Thursday, August 7, 2014

About Those Rumors About Google Buying Twitch TV...

I'll have to admit I'm trying to spend a little more time in EVE these days.  That means less time blogging.  But I do watch a lot of YouTube videos about video games, Gamebreaker TV when a new episode of a show pops up, and a couple of Twitch streams when something interesting catches my eye.  So let's just say the latest news about Twitch caught my eye.  Let me just quote the piece from PC Gamer's Hayden Dingman:

Well, if YouTube/Google did actually solidify its purchase of Twitch.tv last week, it certainly didn't take long for things to change at the notoriously laissez-faire (one-eyed, one-horned, flying) purple streaming giant. 

Twitch, which in the past has been very lax when it came to copyright enforcement, is now scanning archived stream videos for infringing content with the help of a company called Audible Magic—infringing content including in-game music.
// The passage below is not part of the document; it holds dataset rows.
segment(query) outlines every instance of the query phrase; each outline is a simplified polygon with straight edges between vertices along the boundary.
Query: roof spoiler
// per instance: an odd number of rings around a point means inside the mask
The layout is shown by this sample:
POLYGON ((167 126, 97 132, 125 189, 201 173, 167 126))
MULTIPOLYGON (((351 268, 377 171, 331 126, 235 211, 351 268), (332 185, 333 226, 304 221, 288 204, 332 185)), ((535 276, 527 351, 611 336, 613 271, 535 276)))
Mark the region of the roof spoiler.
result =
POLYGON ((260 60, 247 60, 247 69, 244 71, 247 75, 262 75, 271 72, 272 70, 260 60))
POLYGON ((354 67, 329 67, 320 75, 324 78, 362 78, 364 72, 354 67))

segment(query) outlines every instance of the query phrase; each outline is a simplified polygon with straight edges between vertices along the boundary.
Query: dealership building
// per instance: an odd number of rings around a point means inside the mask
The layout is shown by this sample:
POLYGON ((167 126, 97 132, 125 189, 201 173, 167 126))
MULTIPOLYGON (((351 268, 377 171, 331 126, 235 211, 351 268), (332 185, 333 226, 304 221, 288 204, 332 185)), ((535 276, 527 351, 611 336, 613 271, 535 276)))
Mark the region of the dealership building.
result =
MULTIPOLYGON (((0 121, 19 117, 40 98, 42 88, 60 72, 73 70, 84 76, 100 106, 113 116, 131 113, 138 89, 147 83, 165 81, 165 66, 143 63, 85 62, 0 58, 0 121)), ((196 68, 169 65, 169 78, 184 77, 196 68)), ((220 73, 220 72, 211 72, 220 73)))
Like, for instance, any of the radio music in Fallout 3. Valve's own official videos of the recent Dota 2 tournament The International were briefly silenced for containing music from—wait for it—Dota 2.

This Audible Magic software is pretty strict, as it even flagged a Twitch TV show.


The whole show isn't muted, just a 30 minute block that probably contained a video game clip.

Now, none of this is news to me.  Google is pretty strict on YouTube about copyrighted music and other content.  Violations can result in not just a portion of a video muted, but a person's whole YouTube channel taken down.  The rule for YouTube is: don't play the audio from video games.

That advice is kind of hard for Twitch streamers to accept, since the reason they are on Twitch is to stream video games.  But I guess a lot of streamers don't just stream the game music, but the music they listen to while playing.  Or, like Mad Ani used to do, he'd just put up the stream and a playlist and walk off for hours at a time.  I have the feeling it's the Mad Ani's of the world that have brought the wrath of the music industry down on Twitch, YouTube, etc.

Copyright-free music does exist for streamers to use and people are passing the information around now.


I just hope that CCP has made sure for the Alliance Tournament that, if they have submitted any EVE music for copyright protection, that they've cleared its use with Twitch.  Hopefully they don't have a Valve moment.

1 comment:

  1. Copyright in the 21st century:

    "Dear Sir, you are unlawfully streaming your own music, thus we take down your sound and all the cookies. Have a nice day."